More great summer reading …
In addition to my summer reading recommendations from the other day, I need to mention a few more. I’m (finally, and belatedly) reading one of the best books I’ve read in a long time, by one of my favorite authors, Barbara Brown Taylor.
An Altar in the World is a gem.
If my book Naked Spirituality is a prose exploration of spiritual practices, An Altar is poetry (written in prose form, but poetry nonetheless).
I just read a pre-pub manuscript by another gifted writer, Jana Riess. Although Flunking Sainthood won’t be available until November, it’s really something to look forward to.
In the category of free e-books, I have two recommendations. First, there’s The Knight and the Gardener, available here, by Cassidy Dale. It’s an e-book, it’s free, it’s important, and it’s really good.
And Bill Dahl is releasing The Questians serially on his site. The first three chapters are available now, with more to come. Bill’s a great storyteller and mixes intelligence and insight with a wicked sense of humor.
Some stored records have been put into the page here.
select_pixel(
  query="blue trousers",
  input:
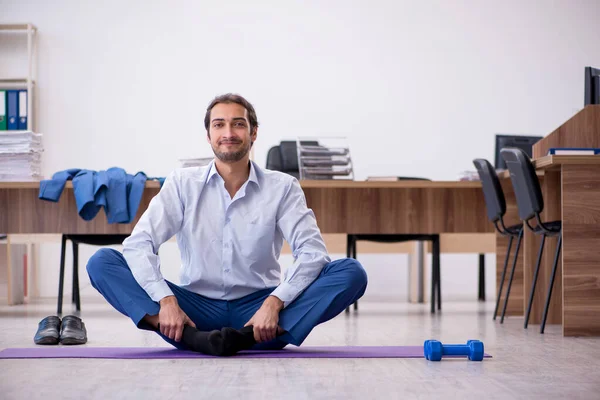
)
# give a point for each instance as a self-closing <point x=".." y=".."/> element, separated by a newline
<point x="341" y="283"/>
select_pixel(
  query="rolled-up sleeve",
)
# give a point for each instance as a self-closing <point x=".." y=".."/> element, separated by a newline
<point x="162" y="219"/>
<point x="299" y="228"/>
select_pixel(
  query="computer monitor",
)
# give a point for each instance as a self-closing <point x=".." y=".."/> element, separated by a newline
<point x="524" y="143"/>
<point x="592" y="86"/>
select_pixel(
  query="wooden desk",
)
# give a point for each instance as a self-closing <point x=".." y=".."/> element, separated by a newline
<point x="571" y="191"/>
<point x="341" y="207"/>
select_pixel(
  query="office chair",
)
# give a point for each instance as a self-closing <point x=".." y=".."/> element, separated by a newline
<point x="495" y="203"/>
<point x="530" y="204"/>
<point x="76" y="240"/>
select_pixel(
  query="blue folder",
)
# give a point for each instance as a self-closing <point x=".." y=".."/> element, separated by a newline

Quotable:
The predominant thought that occupies the minds of an inmate can be reduced to one question: “What am I going to do when I get out?” Seated on the bunks of our cells, too many of us gaze at the bars of our lives that the Qage mentality has erected before us. A wall protects but also imprisons. Every fortress is also a jail.”[xix] Such is the tension that inhabits the gap within human existence – that space between what you think your life is – and what it might become – when I get out. For far too many of us, the Qage mentality is an operative illusion, limiting us to passively accepting the conditions of our current confinement. That’s no way to live. Questians understand “Creative thoughts evolve in this gap filled with tension – holding on to what is known and accepted while tending toward a still ill defined truth that is barely glimpsed on the other side of the chasm.”[xx]
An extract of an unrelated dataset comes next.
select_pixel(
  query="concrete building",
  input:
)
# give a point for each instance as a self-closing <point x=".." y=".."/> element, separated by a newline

Finally, turning from faith/spirituality to nature/the outdoors (which isn’t actually a turn for many of us), when I was in England recently, my friend and fellow birdwatcher Dave Tomlinson gave me a copy of How to be a Bad Birdwatcher by Simon Barnes – a book that will enrich your summer and your life, I promise.
Do you ever feel how fortunate we all are to be alive when so many tremendous writers are writing so tremendously?